Se in alcuni episodi l’approccio futuristico e psichedelico di Flying Lotus è ben presente, in altri è predominante il tocco di Aloe Blacc, gran scrittore di canzoni pop il cui pauperismo orecchiabile aveva saturato le frequenze radio nel 2010 (“I Need a Dollar”). È lui che ha il compito di rendere meno spigolose le versioni finali delle canzoni della Muldrow, senza peraltro snaturarle; è vero, in alcuni episodi la voce sembra che abbia il freno a mano tirato, ma per fortuna in altri ha la libertà di lanciarsi in quelle acrobazie che ce l’hanno fatta amare nel corso degli anni.
Il brano che dà il titolo alla raccolta ha un tocco trap e un andamento nu-soul, è probabilmente quello più immediato della produzione della Muldrow; la formula funziona nuovamente con “Aerosol”, affidato alla produzione di Dutchman Moods che, giustamente, accende i riflettori sulla voce magnetica dell’artista, aggiungendo profondità con armonie vocali in secondo piano che ricordano i singoli strumenti di un’orchestra: ci si chiede solo perché abbiano deciso di far durare tale bellezza due miseri minuti.

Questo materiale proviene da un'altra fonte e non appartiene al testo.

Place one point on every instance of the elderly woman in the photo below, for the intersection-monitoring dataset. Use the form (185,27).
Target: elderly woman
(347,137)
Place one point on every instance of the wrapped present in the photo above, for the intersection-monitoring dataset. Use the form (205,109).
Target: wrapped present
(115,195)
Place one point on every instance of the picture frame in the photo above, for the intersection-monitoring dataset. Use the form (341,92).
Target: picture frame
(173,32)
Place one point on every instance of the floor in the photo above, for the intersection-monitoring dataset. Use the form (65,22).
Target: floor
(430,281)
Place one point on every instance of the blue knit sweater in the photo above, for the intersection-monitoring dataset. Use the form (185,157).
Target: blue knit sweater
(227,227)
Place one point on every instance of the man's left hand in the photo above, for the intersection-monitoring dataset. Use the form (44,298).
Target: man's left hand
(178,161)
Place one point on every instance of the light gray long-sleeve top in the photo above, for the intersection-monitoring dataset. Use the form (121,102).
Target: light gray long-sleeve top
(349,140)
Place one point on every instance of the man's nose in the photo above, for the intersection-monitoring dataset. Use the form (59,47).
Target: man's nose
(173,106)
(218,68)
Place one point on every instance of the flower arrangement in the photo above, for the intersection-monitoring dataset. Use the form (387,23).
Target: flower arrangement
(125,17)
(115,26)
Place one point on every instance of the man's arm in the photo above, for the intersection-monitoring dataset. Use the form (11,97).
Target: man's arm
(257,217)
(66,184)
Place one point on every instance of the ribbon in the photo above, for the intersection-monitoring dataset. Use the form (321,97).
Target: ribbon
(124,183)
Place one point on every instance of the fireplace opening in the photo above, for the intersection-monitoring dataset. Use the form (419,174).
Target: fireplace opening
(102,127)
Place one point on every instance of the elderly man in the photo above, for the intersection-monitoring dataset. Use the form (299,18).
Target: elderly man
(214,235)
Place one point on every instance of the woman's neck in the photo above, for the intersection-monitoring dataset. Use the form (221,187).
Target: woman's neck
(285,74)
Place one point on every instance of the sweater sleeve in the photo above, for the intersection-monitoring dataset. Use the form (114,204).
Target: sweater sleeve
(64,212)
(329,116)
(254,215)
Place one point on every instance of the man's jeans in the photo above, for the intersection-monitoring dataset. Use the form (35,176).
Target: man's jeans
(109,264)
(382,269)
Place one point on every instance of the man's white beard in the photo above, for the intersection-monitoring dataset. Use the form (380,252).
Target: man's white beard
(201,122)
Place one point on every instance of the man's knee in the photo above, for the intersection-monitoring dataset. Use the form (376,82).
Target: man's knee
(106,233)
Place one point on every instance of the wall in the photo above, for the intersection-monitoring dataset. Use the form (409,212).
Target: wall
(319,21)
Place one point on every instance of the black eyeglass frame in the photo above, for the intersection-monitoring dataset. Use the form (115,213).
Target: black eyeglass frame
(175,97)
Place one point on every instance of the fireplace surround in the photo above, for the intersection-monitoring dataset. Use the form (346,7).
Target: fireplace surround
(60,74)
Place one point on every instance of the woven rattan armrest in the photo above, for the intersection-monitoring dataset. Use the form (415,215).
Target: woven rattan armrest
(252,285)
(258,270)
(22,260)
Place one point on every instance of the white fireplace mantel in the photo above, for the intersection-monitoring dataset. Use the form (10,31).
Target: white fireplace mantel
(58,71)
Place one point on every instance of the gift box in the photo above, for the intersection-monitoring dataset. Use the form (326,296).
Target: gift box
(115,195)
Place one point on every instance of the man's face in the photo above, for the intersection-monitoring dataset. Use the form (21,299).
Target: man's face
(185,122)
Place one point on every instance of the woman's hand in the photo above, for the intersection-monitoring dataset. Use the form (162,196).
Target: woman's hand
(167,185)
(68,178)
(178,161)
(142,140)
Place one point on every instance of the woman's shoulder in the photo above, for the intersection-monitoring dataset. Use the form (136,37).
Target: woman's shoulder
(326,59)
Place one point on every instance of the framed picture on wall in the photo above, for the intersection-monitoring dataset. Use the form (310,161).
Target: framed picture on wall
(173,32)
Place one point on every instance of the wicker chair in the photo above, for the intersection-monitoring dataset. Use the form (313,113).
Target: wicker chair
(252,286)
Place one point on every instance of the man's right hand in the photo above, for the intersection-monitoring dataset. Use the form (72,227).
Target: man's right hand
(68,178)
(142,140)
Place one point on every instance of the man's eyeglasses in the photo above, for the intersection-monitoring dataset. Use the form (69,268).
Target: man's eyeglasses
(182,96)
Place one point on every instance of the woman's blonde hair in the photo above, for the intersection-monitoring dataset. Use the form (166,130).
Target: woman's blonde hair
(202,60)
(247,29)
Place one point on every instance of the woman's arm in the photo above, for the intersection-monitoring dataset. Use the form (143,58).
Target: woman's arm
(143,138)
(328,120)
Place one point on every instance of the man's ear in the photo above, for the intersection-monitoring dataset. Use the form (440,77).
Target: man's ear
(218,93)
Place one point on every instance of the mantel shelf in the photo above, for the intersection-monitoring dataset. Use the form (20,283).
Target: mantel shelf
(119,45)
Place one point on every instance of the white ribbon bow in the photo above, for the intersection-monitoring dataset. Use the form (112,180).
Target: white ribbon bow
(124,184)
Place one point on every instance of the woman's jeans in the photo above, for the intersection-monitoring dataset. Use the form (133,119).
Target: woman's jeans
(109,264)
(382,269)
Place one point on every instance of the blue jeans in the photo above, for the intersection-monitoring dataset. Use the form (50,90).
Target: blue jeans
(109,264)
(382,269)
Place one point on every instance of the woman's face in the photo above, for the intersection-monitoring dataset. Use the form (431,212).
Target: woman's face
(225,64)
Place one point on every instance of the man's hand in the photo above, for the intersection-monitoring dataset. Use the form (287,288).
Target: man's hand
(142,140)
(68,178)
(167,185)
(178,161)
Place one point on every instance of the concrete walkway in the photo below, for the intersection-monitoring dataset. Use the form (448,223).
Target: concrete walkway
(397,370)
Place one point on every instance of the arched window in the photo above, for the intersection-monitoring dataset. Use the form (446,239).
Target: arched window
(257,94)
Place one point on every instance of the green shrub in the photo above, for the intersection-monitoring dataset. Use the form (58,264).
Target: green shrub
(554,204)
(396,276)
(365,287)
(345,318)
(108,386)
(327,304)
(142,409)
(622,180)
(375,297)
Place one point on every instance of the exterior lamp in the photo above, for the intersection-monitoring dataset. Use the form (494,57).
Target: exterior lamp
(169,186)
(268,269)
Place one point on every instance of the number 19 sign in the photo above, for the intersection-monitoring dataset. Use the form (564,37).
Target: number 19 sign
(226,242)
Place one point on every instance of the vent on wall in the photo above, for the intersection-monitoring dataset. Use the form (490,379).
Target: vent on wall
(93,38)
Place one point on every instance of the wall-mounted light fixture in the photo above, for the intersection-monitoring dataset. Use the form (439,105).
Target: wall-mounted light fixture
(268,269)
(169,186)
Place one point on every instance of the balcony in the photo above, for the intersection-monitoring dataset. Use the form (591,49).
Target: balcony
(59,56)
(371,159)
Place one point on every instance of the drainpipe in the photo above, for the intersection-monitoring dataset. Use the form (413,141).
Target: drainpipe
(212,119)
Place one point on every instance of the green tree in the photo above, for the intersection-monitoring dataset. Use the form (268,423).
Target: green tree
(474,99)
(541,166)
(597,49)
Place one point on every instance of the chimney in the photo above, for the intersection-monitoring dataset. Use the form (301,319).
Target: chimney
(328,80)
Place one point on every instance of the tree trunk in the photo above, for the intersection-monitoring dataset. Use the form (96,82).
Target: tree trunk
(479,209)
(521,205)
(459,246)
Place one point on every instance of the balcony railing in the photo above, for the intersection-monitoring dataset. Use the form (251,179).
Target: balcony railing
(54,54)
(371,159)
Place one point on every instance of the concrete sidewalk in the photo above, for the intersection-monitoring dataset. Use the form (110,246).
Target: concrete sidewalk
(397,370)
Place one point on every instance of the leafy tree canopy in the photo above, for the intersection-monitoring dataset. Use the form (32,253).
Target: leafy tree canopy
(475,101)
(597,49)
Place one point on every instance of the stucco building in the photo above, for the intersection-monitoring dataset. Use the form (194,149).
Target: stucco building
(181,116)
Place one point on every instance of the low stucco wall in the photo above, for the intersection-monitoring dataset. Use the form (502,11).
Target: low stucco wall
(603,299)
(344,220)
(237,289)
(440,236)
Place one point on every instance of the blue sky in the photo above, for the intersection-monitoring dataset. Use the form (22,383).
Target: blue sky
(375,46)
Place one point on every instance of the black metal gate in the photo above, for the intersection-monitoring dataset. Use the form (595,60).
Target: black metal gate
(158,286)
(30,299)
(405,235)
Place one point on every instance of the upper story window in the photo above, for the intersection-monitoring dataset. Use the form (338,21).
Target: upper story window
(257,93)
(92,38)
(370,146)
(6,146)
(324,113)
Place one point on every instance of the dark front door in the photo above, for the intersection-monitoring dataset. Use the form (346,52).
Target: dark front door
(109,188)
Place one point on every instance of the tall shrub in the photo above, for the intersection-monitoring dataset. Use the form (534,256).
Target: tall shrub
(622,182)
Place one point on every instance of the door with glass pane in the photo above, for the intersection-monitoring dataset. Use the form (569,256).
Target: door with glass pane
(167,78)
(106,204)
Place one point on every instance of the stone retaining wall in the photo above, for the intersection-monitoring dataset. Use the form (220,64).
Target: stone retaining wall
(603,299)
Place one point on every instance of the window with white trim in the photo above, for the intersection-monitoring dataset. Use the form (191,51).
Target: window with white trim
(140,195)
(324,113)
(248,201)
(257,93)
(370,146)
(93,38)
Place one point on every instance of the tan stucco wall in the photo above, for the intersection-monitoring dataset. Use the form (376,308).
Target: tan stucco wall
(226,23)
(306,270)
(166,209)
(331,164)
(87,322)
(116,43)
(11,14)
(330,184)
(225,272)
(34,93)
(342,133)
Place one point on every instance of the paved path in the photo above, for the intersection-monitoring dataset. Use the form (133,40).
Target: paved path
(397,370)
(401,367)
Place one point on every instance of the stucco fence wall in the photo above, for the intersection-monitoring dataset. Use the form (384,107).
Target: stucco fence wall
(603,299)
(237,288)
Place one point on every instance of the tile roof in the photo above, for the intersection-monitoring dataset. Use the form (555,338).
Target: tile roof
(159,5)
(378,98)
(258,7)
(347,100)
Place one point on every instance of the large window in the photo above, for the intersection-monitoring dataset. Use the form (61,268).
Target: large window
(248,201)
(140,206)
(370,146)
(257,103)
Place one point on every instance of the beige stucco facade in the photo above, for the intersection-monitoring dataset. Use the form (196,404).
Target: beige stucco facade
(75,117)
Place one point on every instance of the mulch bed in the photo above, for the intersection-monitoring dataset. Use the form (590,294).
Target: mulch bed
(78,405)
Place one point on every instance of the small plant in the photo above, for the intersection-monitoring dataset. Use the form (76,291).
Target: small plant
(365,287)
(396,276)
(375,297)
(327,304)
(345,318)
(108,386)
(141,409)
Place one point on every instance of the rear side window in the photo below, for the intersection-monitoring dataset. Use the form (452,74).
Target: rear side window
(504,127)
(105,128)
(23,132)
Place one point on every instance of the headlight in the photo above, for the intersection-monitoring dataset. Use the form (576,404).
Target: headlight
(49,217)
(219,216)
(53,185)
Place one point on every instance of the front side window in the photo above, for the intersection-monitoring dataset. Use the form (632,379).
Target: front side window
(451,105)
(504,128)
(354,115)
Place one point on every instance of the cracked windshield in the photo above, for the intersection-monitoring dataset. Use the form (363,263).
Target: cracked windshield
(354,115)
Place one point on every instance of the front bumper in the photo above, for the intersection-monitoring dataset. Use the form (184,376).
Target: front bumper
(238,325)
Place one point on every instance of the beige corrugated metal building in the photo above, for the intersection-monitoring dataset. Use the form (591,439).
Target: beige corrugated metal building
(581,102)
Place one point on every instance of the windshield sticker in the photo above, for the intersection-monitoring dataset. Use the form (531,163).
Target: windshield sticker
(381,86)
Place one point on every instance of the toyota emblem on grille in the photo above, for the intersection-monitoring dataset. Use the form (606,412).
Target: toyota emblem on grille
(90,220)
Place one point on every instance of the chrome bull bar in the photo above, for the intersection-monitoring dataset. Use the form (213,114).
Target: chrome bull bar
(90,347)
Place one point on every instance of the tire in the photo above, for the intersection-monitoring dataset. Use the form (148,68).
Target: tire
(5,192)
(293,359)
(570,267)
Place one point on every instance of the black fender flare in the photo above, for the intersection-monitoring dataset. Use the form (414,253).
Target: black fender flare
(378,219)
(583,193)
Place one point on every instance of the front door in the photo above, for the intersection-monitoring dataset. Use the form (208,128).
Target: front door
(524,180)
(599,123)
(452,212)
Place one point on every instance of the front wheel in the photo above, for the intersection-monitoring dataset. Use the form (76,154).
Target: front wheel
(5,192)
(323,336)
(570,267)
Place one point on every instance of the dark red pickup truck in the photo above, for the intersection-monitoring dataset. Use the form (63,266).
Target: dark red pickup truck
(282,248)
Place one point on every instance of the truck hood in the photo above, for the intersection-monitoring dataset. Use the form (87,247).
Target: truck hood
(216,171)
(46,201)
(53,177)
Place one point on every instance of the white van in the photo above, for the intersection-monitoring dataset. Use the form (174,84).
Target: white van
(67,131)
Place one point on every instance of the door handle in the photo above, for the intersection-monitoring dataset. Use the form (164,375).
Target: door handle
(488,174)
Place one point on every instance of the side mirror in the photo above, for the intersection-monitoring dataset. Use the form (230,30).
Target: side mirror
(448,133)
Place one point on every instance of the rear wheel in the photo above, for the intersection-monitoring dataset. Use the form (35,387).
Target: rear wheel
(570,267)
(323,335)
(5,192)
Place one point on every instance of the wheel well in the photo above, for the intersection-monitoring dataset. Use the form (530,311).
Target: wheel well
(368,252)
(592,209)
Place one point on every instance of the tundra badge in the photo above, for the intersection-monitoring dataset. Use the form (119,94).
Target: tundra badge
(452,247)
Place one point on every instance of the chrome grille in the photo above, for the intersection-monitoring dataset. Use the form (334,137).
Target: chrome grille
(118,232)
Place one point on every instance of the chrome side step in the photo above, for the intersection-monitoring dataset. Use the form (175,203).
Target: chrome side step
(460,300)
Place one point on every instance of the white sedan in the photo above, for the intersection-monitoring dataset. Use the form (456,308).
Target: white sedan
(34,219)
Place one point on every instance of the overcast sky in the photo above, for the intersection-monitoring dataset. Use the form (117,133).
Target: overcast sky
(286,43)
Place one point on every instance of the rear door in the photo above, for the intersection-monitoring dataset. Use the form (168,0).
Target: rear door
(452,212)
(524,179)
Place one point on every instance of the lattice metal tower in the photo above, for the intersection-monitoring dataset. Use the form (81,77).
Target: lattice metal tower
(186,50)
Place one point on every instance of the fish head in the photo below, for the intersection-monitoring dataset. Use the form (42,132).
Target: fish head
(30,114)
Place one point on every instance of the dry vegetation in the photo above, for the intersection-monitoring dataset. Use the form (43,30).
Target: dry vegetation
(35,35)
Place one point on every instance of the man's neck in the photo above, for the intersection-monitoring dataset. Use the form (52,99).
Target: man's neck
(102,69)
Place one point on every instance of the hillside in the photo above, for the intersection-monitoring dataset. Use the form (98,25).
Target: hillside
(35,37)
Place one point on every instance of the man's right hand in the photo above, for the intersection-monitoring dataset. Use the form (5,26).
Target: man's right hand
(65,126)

C’è un altro grande coro in “Vital Transformation”, ma di nuovo la voce della Muldrow mi sembra un po’ troppo trattenuta, l’avrei preferita esplosiva come in “Runnin’”, la sua partecipazione a Negro Swan, l’album di Blood Orange uscito quest’anno; lo stesso problema è riscontrabile in “Play It Up” dove, su un beat trap, la sua voce sembra, con facile gioco di parole, intrappolata, come un uccellino dentro una gabbia: ciò non toglie che la canzone sia comunque uno dei vertici dell’album. “Blam”, la sua risposta alla brutalità della polizia, è costruita intorno a una linea di basso volutamente attorcigliata, come anche la deliziosa “You Can Always Count on Me”; mi piace il minimalismo di “Canadian Hillibilly”, dove la voce della Muldrow sembra uscire da una fitta nebbia.
Alla fine ancora una volta le canzoni, gli arrangiamenti e la produzione, passano in secondo piano di fronte alla personalità strabordante di Georgia Anne Muldrow, anche quando certi eccessi pop minacciano di prendere il sopravvento.
Questo disco non è fatto per ascolti veloci e nervosi col telecomando in mano: mentre scrivevo queste righe ho ascoltato Overload ben quattro volte (e per quattro volte sono rimasto a bocca aperta ascoltando “I.O.T.A. – Instrument Of The Ancestor”, il minuto di potentissimo orgoglio nero che ha il compito di introdurre il disco) e dopo ogni ascolto il mio giudizio è andato migliorando; ci vuole pazienza ma alla fine capirete che ne è valsa la pena.
«Prima che io diventi una schiava, sarò sepolta nella mia tomba».